Everybody needs to develop the approach that best suits him/her. I’m inclined to “deeper” approach - e.g. understanding and deriving formulas, making own examples , watching non CFA related videos etc. “Deeper” approach provides more confidence than just learning formulas or key theoretical statements by heart. I started with Quant . spent entire month on reading and analyzing just 3 chapters of Quant. Even though Quant has relatively low weight, it is essential for understanding other sections especially Economics and Derivatives.

Have a written game plan, Start early, I will never bother asking the question when should we start studying for Level 2, if you can start today, start now. Backup your written game plan with action. Track your daily / weekly progress.

The only advice I can give you is that you should focus more on the part you did worse. In case those parts are the heavy-weight topic like FRA, ethics or equity, the concentration should be much higher.

And I love the fact that you did not give up after 2 attempts. Keep moving forward and you will pass eventually.

Stupidly high hours: 705. Could cut 100-150 of that and no impact on score. (None of those hours are admin or tracking – that was extra. But many were studying irrelevant things, or being inefficient in making notes in decks, etc.).

I rarely had a problem with remembering answers. If possible, would leave a few weeks between repetition. You ever hear the story of the octopus and the jar? Best advice I ever got re CFA. Someone puts live octopus food in a jar, pokes small holes in the lid and screws in on, then drops the jar in the octopus tank. Octopus tries to get the food. Spends weeks squeezing, swinging, smashing the jar and cannot open it. Finally, after a month, it turns the lid a bit, and soon it’s got the lid off and eats the food.

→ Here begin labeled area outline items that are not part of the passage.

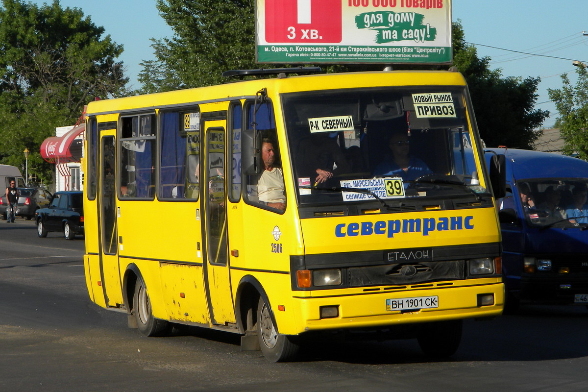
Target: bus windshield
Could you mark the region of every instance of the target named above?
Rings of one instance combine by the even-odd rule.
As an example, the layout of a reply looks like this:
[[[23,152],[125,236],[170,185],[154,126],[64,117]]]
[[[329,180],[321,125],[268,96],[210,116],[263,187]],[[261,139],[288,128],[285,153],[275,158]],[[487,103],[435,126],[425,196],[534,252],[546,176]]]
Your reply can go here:
[[[300,204],[486,193],[465,102],[447,86],[283,94]]]

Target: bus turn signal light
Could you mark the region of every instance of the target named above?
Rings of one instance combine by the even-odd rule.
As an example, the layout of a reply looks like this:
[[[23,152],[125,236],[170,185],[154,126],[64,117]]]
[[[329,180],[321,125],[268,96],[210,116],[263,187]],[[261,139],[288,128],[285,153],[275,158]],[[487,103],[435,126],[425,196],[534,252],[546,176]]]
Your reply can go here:
[[[296,273],[298,287],[306,289],[310,287],[310,272],[308,270],[298,270]]]

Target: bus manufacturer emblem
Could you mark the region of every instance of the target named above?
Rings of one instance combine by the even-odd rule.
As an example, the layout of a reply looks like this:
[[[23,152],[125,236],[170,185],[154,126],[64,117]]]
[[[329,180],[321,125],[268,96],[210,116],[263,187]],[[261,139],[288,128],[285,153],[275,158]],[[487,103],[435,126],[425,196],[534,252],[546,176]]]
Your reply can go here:
[[[280,236],[282,235],[282,232],[280,231],[280,228],[277,226],[273,226],[273,230],[272,232],[272,235],[273,236],[273,239],[276,241],[280,239]]]

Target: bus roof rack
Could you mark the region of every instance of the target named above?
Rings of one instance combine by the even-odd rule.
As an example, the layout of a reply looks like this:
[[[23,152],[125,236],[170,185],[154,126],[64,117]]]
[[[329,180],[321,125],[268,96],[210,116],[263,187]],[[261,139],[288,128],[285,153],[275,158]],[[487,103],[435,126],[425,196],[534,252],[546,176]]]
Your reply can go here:
[[[318,73],[322,71],[318,66],[299,66],[292,68],[265,68],[259,69],[232,69],[222,73],[225,77],[243,76],[259,75],[278,75],[283,73]]]

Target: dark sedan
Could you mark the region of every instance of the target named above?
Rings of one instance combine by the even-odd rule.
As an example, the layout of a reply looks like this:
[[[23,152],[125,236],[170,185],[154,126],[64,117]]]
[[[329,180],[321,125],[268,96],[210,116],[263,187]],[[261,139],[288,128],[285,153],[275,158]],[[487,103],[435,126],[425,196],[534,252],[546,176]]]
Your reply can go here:
[[[55,192],[47,208],[35,214],[37,233],[46,237],[49,232],[61,232],[68,240],[75,234],[83,234],[83,193],[79,190]]]
[[[20,196],[16,209],[16,216],[22,216],[28,220],[35,217],[35,212],[40,208],[49,205],[51,199],[51,193],[45,188],[24,187],[16,188]],[[6,200],[6,194],[0,197],[0,214],[6,220],[6,209],[8,203]]]

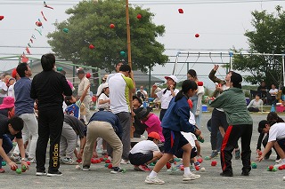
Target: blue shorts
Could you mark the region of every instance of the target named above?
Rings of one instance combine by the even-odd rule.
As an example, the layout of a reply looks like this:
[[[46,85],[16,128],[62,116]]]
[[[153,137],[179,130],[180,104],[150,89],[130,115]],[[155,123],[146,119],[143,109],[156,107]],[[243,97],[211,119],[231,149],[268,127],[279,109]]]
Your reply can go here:
[[[282,139],[277,139],[278,145],[285,152],[285,138]]]
[[[189,144],[188,140],[183,136],[183,134],[181,134],[180,131],[163,128],[162,133],[165,138],[165,154],[175,154],[178,149],[182,148],[184,145]]]

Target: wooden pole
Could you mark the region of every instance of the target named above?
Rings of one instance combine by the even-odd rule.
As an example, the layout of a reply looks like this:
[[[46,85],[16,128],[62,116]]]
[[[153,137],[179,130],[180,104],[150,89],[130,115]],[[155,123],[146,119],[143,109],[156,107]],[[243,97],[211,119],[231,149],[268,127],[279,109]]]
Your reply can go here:
[[[129,20],[129,14],[128,14],[128,0],[126,0],[126,21],[127,63],[132,67],[131,29],[130,29],[130,20]]]

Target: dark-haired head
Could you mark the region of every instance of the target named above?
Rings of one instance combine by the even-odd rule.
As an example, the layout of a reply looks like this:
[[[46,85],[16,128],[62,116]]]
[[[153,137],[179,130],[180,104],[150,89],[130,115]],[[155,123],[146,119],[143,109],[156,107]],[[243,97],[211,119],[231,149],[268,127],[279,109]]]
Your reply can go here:
[[[41,64],[44,71],[53,70],[55,66],[54,54],[52,54],[52,53],[44,54],[41,59]]]
[[[181,99],[183,96],[186,96],[187,98],[193,96],[197,89],[198,86],[194,81],[185,80],[182,83],[182,89],[175,96],[175,101],[176,102],[177,100]]]
[[[16,70],[20,77],[25,77],[26,76],[25,71],[28,71],[28,64],[27,63],[19,64]]]

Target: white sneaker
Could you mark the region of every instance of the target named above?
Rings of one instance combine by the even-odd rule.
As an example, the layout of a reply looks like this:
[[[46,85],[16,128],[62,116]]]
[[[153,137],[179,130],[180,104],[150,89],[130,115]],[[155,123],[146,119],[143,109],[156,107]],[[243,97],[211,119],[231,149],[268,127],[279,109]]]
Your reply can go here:
[[[130,164],[130,161],[122,159],[122,160],[121,160],[121,164]]]
[[[183,175],[183,178],[182,180],[183,181],[195,180],[200,177],[200,175],[195,175],[194,173],[191,173],[190,175]]]
[[[281,160],[280,163],[274,165],[274,168],[279,168],[280,166],[285,165],[285,162]]]
[[[163,185],[165,182],[163,180],[160,180],[158,177],[150,177],[150,176],[147,176],[145,180],[145,183],[151,184],[151,185]]]

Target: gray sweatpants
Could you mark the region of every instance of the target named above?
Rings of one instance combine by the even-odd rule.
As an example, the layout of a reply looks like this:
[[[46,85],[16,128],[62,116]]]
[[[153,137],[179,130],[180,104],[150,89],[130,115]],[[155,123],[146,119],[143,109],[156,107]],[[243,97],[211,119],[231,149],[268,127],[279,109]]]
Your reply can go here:
[[[77,144],[77,135],[72,129],[70,125],[66,122],[63,122],[62,133],[61,137],[61,148],[60,154],[61,158],[65,156],[70,158],[73,156],[74,149]]]

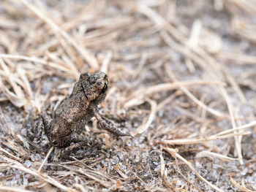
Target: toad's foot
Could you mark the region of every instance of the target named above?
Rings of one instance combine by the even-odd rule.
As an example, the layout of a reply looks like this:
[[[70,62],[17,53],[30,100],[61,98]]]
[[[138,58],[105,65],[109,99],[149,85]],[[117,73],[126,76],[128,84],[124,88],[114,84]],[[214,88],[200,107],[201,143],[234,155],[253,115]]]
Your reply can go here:
[[[116,128],[110,126],[106,122],[106,120],[105,120],[104,119],[102,118],[102,117],[100,117],[100,115],[99,115],[98,112],[95,112],[94,113],[94,117],[98,120],[98,122],[99,122],[99,125],[101,126],[101,127],[103,129],[108,131],[108,132],[110,132],[110,133],[113,134],[116,136],[119,136],[119,137],[128,136],[128,137],[133,137],[129,134],[123,133],[123,132],[120,131],[118,129],[117,129]]]
[[[72,160],[72,158],[69,157],[70,153],[75,153],[88,144],[86,137],[79,135],[76,133],[73,133],[71,135],[67,137],[67,141],[73,144],[61,150],[61,157],[64,159]]]

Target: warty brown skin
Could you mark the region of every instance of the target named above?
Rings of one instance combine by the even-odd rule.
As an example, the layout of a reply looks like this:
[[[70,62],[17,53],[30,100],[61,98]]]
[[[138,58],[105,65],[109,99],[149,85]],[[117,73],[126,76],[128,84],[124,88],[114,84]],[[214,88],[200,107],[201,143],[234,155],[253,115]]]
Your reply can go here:
[[[54,111],[53,119],[45,114],[41,115],[45,133],[52,145],[66,147],[61,153],[62,158],[69,158],[71,152],[77,151],[88,143],[87,139],[80,134],[94,116],[102,128],[116,136],[130,136],[110,126],[99,114],[97,105],[105,98],[108,89],[108,77],[105,73],[81,74],[71,95]]]

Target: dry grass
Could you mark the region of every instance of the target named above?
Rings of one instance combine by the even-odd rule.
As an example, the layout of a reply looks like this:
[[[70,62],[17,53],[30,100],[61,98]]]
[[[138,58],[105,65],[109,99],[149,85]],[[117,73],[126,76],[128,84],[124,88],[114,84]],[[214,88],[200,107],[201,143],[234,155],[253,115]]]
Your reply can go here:
[[[2,0],[0,191],[255,191],[255,14],[254,1]],[[92,119],[100,149],[56,161],[23,122],[97,70],[102,113],[134,138]]]

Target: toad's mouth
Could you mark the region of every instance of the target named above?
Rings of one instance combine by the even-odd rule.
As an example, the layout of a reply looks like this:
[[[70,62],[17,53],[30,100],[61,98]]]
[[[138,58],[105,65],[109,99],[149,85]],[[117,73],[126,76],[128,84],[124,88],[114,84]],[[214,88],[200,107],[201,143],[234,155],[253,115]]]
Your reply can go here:
[[[108,91],[108,83],[105,82],[104,84],[103,88],[102,89],[102,93],[105,93]]]
[[[81,84],[81,87],[82,87],[82,90],[83,90],[83,94],[85,95],[86,99],[88,100],[88,96],[87,96],[86,93],[86,91],[85,91],[85,89],[84,89],[83,85],[82,82],[80,82],[80,84]]]

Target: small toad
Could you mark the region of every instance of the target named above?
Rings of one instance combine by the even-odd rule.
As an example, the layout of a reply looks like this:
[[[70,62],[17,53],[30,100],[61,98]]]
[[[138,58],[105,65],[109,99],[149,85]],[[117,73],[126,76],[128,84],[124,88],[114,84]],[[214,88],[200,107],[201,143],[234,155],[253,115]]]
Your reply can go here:
[[[108,89],[108,76],[105,73],[81,74],[71,95],[58,106],[53,118],[46,114],[40,115],[50,143],[57,147],[64,148],[61,152],[61,158],[69,158],[71,152],[76,152],[87,145],[86,137],[80,134],[92,117],[95,117],[101,127],[108,131],[116,136],[131,137],[111,126],[99,114],[97,105],[105,98]],[[38,123],[37,125],[36,129]]]

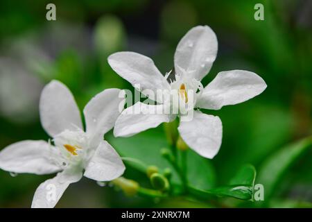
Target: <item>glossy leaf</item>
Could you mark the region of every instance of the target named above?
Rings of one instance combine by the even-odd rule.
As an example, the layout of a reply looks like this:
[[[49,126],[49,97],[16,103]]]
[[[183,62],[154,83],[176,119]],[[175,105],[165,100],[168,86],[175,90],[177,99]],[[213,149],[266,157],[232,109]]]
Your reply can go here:
[[[279,150],[263,162],[257,181],[264,187],[265,200],[273,195],[292,164],[311,147],[312,137],[308,137]]]

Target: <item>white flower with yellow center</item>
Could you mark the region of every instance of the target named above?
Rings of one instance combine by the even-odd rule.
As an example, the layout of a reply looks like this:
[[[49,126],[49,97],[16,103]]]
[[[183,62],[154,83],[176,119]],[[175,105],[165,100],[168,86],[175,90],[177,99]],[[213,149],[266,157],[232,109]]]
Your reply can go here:
[[[0,152],[0,169],[15,173],[37,175],[59,172],[42,183],[32,207],[53,207],[67,187],[83,176],[96,181],[121,176],[123,163],[103,135],[114,126],[119,114],[120,89],[97,94],[85,106],[83,130],[80,113],[69,89],[53,80],[42,91],[40,112],[43,128],[53,139],[22,141]],[[53,145],[52,145],[53,144]]]
[[[153,60],[134,52],[119,52],[108,58],[112,68],[135,87],[139,84],[142,94],[158,103],[148,105],[138,102],[125,109],[117,119],[114,133],[116,137],[128,137],[155,128],[163,122],[170,122],[180,116],[178,127],[183,140],[198,154],[213,158],[218,152],[222,141],[222,123],[218,117],[202,113],[193,108],[219,110],[223,105],[237,104],[261,94],[266,87],[263,80],[256,74],[243,71],[222,71],[203,88],[200,80],[212,66],[218,51],[216,34],[208,26],[191,28],[179,42],[174,56],[175,80],[169,83]],[[177,90],[180,101],[178,113],[155,114],[148,110],[164,110],[175,105],[157,95],[159,90]],[[192,101],[191,101],[191,99]],[[133,108],[139,113],[130,112]],[[185,108],[185,110],[183,110]],[[186,112],[184,112],[186,111]],[[193,112],[191,121],[182,117]],[[190,120],[190,119],[189,119]]]

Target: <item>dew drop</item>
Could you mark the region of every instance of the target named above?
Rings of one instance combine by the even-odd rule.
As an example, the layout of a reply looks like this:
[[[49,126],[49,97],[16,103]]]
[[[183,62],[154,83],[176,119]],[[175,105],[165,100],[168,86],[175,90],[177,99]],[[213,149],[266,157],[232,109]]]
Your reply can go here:
[[[101,182],[101,181],[96,181],[96,183],[98,184],[98,186],[100,186],[101,187],[104,187],[106,186],[107,183],[105,182]]]
[[[17,176],[17,173],[14,173],[14,172],[10,172],[10,175],[13,178]]]

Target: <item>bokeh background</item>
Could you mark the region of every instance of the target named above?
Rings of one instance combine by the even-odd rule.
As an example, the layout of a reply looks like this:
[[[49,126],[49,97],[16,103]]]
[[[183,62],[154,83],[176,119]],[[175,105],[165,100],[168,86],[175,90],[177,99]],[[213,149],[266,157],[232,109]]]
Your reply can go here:
[[[56,6],[56,21],[46,19],[49,3]],[[257,3],[264,6],[264,21],[254,19]],[[64,83],[81,109],[104,89],[133,90],[107,57],[136,51],[152,58],[164,74],[173,66],[179,40],[196,25],[209,26],[218,40],[204,85],[219,71],[234,69],[252,71],[268,85],[250,101],[206,112],[223,121],[222,147],[212,160],[190,153],[189,164],[189,180],[205,188],[227,184],[241,166],[251,163],[257,181],[270,178],[259,182],[269,183],[264,202],[127,197],[84,178],[69,187],[58,207],[312,206],[311,146],[287,146],[312,134],[311,1],[1,0],[0,15],[0,149],[23,139],[49,139],[40,126],[38,99],[51,80]],[[167,146],[162,127],[128,139],[110,133],[107,139],[123,156],[168,166],[159,154]],[[29,207],[37,187],[52,176],[0,171],[0,207]],[[131,166],[125,176],[149,185]]]

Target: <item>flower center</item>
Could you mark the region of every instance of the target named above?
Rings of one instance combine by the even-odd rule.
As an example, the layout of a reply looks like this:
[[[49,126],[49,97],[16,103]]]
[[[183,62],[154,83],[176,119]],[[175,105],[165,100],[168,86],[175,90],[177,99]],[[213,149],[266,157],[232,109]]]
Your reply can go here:
[[[64,144],[63,146],[71,153],[73,155],[77,155],[78,153],[76,152],[77,148],[80,148],[78,146],[71,146],[70,144]]]
[[[186,90],[184,83],[180,85],[179,88],[179,94],[183,99],[185,103],[187,103],[187,102],[189,101],[189,98],[187,96],[187,92]]]

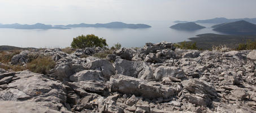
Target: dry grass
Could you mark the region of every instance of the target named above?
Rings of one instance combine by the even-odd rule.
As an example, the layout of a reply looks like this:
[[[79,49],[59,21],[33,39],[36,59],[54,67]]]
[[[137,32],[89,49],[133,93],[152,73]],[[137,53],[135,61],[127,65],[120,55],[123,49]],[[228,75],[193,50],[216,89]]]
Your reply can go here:
[[[28,69],[33,72],[47,74],[47,72],[54,68],[55,63],[50,56],[39,56],[32,60],[27,65]]]

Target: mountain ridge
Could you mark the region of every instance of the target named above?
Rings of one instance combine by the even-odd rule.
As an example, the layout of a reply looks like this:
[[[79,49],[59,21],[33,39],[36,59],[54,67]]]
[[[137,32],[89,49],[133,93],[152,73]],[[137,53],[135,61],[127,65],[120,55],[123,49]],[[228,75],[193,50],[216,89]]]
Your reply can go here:
[[[85,23],[81,23],[77,24],[68,24],[64,25],[46,25],[42,23],[36,23],[34,24],[20,24],[18,23],[10,24],[0,24],[0,28],[13,28],[13,29],[71,29],[71,28],[77,27],[95,27],[95,28],[131,28],[131,29],[137,29],[137,28],[150,28],[151,26],[144,24],[126,24],[122,22],[111,22],[106,24],[97,23],[95,24],[89,24]]]

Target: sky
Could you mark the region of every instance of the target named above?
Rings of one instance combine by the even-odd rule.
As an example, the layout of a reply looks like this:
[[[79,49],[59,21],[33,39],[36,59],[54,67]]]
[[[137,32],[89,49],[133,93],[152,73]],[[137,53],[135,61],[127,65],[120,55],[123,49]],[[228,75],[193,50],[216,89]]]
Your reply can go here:
[[[141,23],[253,18],[255,5],[255,0],[0,0],[0,23]]]

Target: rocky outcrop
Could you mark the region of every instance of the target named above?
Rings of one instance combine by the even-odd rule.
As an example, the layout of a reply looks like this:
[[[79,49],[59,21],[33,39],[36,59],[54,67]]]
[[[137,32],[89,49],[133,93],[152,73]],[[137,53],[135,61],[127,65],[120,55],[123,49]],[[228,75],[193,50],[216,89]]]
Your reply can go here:
[[[132,77],[118,75],[110,78],[111,91],[134,94],[147,98],[168,98],[175,94],[175,90],[157,82],[147,82]]]
[[[32,106],[34,106],[35,110],[38,110],[37,111],[38,112],[59,111],[70,112],[66,108],[64,85],[60,82],[46,79],[42,76],[29,71],[1,75],[1,81],[8,78],[8,80],[2,82],[1,85],[2,89],[0,90],[1,110],[4,108],[7,112],[18,112],[18,110],[12,109],[14,108],[13,106],[17,105],[20,106],[19,109],[25,110],[24,112],[33,110]],[[8,103],[5,104],[6,102],[8,102]],[[3,108],[4,106],[6,108]]]
[[[255,50],[175,49],[173,44],[162,42],[147,43],[139,49],[122,48],[106,59],[92,56],[104,52],[101,48],[73,50],[68,54],[59,49],[48,49],[28,51],[28,55],[21,52],[14,56],[16,63],[13,65],[25,66],[31,54],[50,56],[57,65],[46,75],[0,69],[0,111],[122,113],[256,110]]]
[[[148,80],[154,79],[152,70],[144,62],[117,59],[115,61],[115,67],[118,74]]]

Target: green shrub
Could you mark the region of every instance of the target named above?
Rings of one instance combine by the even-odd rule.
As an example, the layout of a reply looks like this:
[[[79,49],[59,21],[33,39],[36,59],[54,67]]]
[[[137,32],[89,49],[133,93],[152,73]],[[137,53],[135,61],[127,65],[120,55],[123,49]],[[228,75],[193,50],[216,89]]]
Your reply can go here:
[[[75,52],[75,50],[70,47],[67,47],[66,48],[62,49],[62,51],[65,53],[70,54]]]
[[[0,62],[7,63],[11,62],[12,57],[20,53],[20,50],[13,50],[10,52],[2,51],[0,52]]]
[[[175,44],[175,46],[177,48],[180,48],[181,49],[190,49],[190,50],[198,50],[198,47],[197,46],[196,42],[181,42],[180,44]]]
[[[75,49],[101,47],[107,46],[106,39],[99,38],[94,34],[82,35],[73,38],[71,47]]]
[[[253,41],[251,40],[248,40],[246,44],[240,44],[236,48],[237,50],[254,50],[256,49],[256,40]]]
[[[28,69],[33,72],[47,74],[47,72],[54,68],[55,63],[50,56],[39,56],[33,59],[27,65]]]

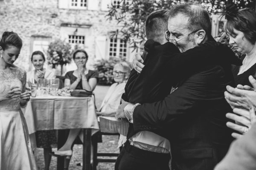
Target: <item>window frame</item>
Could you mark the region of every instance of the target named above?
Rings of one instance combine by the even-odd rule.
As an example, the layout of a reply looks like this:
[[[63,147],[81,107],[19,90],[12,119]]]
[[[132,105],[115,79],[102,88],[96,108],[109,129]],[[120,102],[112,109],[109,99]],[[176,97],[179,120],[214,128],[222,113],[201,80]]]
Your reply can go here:
[[[86,3],[85,6],[73,6],[73,0],[69,0],[69,7],[70,9],[87,9],[88,8],[88,0],[77,0],[77,4],[81,4],[82,1],[85,1]]]
[[[68,43],[69,43],[70,44],[71,44],[71,45],[76,45],[76,44],[83,44],[83,45],[85,45],[85,36],[84,35],[68,35]],[[72,38],[71,38],[71,40],[70,40],[70,36],[75,36],[75,37],[83,37],[83,39],[81,39],[81,40],[79,40],[79,39],[72,39]],[[78,42],[72,42],[72,41],[73,40],[74,40],[74,41],[75,41],[76,40]],[[83,43],[79,43],[78,42],[78,41],[83,41]]]
[[[115,42],[115,40],[116,40],[116,42]],[[115,44],[116,45],[116,47],[114,46]],[[122,57],[128,59],[129,56],[128,45],[129,44],[128,42],[125,42],[121,38],[109,37],[108,55],[109,57]],[[115,48],[116,51],[114,50],[115,49],[114,48]],[[113,49],[111,49],[111,48]],[[112,54],[111,54],[111,53]],[[116,53],[116,55],[113,55],[113,53]]]

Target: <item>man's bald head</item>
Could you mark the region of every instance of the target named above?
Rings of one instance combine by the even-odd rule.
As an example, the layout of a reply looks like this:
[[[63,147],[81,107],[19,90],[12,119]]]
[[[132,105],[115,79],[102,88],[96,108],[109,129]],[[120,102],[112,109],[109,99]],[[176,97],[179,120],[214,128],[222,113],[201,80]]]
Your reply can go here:
[[[209,13],[203,8],[187,3],[174,6],[167,13],[169,18],[181,14],[188,18],[188,28],[191,31],[203,29],[207,37],[210,36],[212,23]]]

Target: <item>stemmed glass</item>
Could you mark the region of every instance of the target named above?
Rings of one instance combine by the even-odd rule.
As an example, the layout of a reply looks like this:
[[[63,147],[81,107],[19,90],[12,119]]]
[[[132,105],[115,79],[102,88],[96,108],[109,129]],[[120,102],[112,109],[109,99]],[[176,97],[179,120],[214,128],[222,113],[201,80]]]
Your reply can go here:
[[[54,95],[57,95],[57,91],[60,85],[60,80],[59,79],[50,79],[50,90],[51,94]]]

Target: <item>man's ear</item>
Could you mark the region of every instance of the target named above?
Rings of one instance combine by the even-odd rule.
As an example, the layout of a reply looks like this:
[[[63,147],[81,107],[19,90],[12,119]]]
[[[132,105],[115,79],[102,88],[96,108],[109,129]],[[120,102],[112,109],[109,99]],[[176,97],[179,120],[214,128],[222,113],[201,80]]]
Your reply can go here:
[[[204,42],[204,40],[205,39],[206,36],[206,33],[205,31],[203,29],[201,29],[195,33],[196,35],[196,43],[199,45]]]
[[[166,31],[164,33],[164,37],[166,40],[169,41],[169,40],[170,40],[170,32],[169,31]]]

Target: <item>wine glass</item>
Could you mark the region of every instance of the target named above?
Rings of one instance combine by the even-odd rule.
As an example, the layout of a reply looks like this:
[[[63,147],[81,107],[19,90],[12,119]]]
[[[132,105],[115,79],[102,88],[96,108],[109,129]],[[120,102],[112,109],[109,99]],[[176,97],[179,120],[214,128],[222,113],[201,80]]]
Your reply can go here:
[[[54,95],[57,95],[57,91],[60,85],[59,79],[52,79],[50,80],[51,93]]]
[[[38,88],[38,95],[41,96],[42,95],[43,88],[44,87],[44,79],[37,79],[37,87]]]

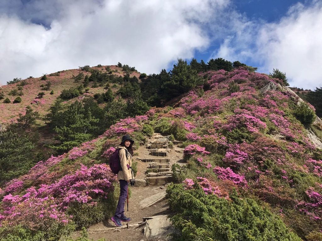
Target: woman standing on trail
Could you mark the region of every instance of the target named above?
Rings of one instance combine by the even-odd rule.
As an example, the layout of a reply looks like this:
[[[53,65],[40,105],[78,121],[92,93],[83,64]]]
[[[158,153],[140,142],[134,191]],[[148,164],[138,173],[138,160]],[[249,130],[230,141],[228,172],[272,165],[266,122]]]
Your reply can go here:
[[[117,147],[117,149],[119,149],[118,154],[121,163],[121,168],[118,174],[118,180],[120,182],[120,192],[115,214],[111,218],[111,220],[118,227],[122,226],[121,221],[128,222],[131,220],[130,218],[127,217],[124,215],[124,206],[128,196],[128,183],[130,180],[134,179],[133,172],[131,168],[133,156],[132,145],[134,142],[129,135],[124,136],[122,138],[121,144]]]

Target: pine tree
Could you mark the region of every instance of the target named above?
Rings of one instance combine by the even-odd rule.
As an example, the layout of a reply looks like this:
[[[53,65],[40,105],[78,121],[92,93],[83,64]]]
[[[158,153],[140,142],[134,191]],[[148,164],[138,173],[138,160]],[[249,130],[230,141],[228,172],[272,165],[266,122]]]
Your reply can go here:
[[[322,87],[317,87],[314,91],[310,91],[307,94],[306,98],[315,107],[317,115],[322,117]]]

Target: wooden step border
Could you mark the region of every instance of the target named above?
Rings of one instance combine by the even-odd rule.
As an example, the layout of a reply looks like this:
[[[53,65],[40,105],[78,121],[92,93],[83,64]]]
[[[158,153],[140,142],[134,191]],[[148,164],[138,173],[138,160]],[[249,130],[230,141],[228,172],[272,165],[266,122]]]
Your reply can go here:
[[[157,163],[169,163],[170,159],[166,158],[157,159],[140,159],[140,160],[144,162],[155,162]]]
[[[157,176],[172,176],[172,172],[170,171],[162,172],[150,172],[147,174],[147,177],[155,177]]]
[[[162,175],[161,175],[161,176],[166,176],[166,174],[163,174],[163,173],[166,173],[166,172],[170,172],[170,168],[149,168],[149,169],[152,169],[152,170],[153,170],[153,171],[154,172],[155,172],[155,171],[157,171],[158,172],[157,172],[157,173],[156,173],[156,172],[153,172],[153,173],[160,173],[160,174],[162,174]],[[151,174],[150,174],[150,173],[148,173],[147,174],[147,176],[148,177],[151,177],[151,176],[153,176],[153,175],[151,176]],[[157,175],[156,175],[156,176],[157,176]]]
[[[167,141],[154,141],[151,143],[151,145],[165,145],[166,144],[167,144]]]
[[[165,144],[164,144],[165,145]],[[157,148],[163,148],[164,145],[163,144],[151,144],[149,146],[149,149],[153,149]]]
[[[160,169],[160,168],[170,168],[170,165],[158,165],[157,164],[150,164],[150,167],[148,167],[149,169]]]
[[[174,145],[177,145],[179,144],[182,144],[182,142],[180,141],[172,141],[172,143]]]
[[[146,178],[147,185],[151,186],[166,184],[171,183],[173,180],[172,177],[171,176],[147,177]]]
[[[150,155],[151,156],[166,156],[166,152],[161,151],[150,151]]]

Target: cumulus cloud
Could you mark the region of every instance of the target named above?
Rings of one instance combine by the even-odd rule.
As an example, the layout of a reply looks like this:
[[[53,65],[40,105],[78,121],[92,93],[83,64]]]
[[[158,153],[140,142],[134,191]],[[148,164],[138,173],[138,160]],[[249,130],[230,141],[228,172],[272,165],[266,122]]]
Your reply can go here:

A few months later, an identical jar with food is dropped in the tank. Octopus spends weeks, squeezing, swinging, smashing the jar and cannot open it. Finally, after 2 weeks, it turns the lid a bit and eats the food.

Another few months pass, identical jar is dropped in. Octopus takes a week to open it.

More months pass, identical jar is dropped in, octopus takes 3 days to open it.

After many more cycles, the octopus can open the jar immediately. It’s internalized the principle of a screw-top lid.

Whenever I’m lost in the curriculum, I come back to that. I’m not a rocket scientist. When I learn option payoffs or swap formulas, the next day I’ve forgotten them. But I just go back and rebuild the model in Excel or hand write the equation or do whatever brain-dead activity is needed to permanently internalize something that isn’t terribly hard, but which keeps getting muddled once I get distracted by some other topic.

Taking the exam for the 4th time shows you are clearly determined. I hope you pass.

My level 2 strategy was simply learn the exam by just sticking to the L.O.S. I am an active learner so reading is not my the most efficient use of my time, my strategy was

Watch a Schweser video on a reading. Read the Schweser notes on that reading and highlight. Use the Schweser key points per L.O.S as the skeleton of my notes. Summarise highlights where needed and add to my skeleton notes based on L.O.S. Do Q-bank questions on chapter. Any question I didn’t understand, add to my notes.

Repeat till all readings were done. Then second pass was:

  • Do all CFAI Blue Boxes and make Excel templates on key areas. - Do CFAI EOC questions. If I didn’t understand the question, read the CFAI text, not Schweser. Add to notes accordingly.

By the end of the 2nd pass my notes typed up were close to 200 pages which I read over and over again during my commute, before bed, at lunch etc etc.

For the last month just stuck to EOC, Topic Tests, Mocks and made my formula sheets.